Despair is a choice.

It doesn't feel like it in the moment. When you feel like you've be stepped on, crushed, beaten down, or that "last straw" has been snapped, it's the most easy and natural thing to give in to despair.

It presents itself so logically, "why bother trying if all life ends up bringing you is pain and disappointment".

It feels so real and absolute. The emotion is often accompanied by a profound heaviness, sometimes in the form of body sensations that mimic the real experience of being crushed.

But like all of our feelings we have have a choice. We may not choose our initial reactions, but we can learn to choose how we react to our reactions - that is, how we continue to think, and feel, and behave in response to those initial reactions.

To despair is to take on a myopic view of the world. It's as if an electromagnet has been switched on and attracted all the past and present disappointments and failures and darkness in the world. And with all the reminders of those disappointments and failures comes a clear message "don't fight anymore...don't try anymore....it's not worth it... things never turn out right".

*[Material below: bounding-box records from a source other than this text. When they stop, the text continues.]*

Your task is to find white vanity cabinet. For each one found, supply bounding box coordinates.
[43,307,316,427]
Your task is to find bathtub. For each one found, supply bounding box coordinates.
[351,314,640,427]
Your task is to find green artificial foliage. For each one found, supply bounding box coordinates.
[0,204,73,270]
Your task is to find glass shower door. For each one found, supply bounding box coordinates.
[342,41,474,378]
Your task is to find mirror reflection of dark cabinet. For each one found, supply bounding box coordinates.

To be hopeful in the midst of despair seems unnatural. It is an act of faith. Faith in the sense of believing an unseen reality - of believing that our despair is not how things really are in the world. In a sense it requires us to think and behave as if there were still reason to be hopeful....and letting the feeling change later on.

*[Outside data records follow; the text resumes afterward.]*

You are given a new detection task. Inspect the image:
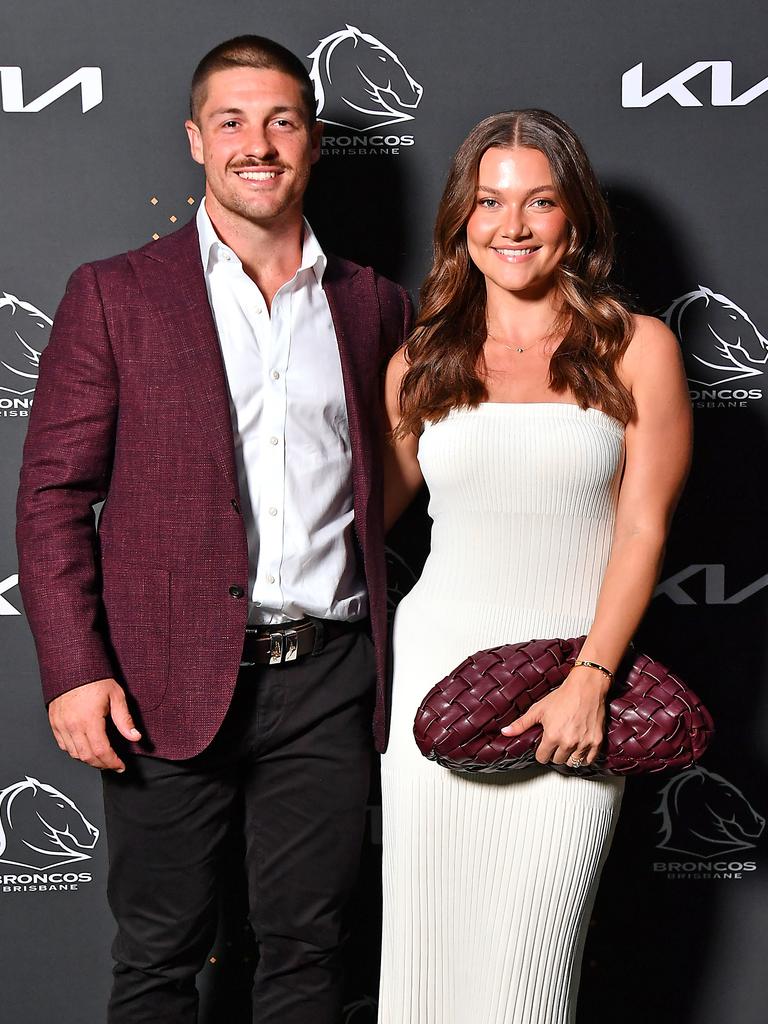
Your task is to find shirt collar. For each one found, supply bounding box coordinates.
[196,199,328,285]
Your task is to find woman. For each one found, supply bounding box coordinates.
[379,111,691,1024]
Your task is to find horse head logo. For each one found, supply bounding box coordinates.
[0,292,52,395]
[308,25,424,131]
[664,286,768,387]
[655,767,765,859]
[0,775,98,870]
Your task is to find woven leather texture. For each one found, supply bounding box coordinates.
[414,637,714,775]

It's come to me today that hope is something we must practice, more than it is a passing sense of optimism, or something that transpires after a moment of insight. To be hopeful requires a regular work-out of emotional and spiritual muscles that refuse to get stuck in the limited perspective that despair traps us in. It requires us to keep our minds dwelling in the broadest, truest realities of the universe. The realities that affirm that all things are being recreated, redeemed, made new, and restored. That God will not be thwarted in his love and reconciliation. We can see evidence of these realities if we are persistent in choosing to focus our attention on them, and not choose to allow despair to take up residence in our minds.

For me, today is a hard day to practice this. I must make regular, conscious decisions to fight despair and choose hope instead.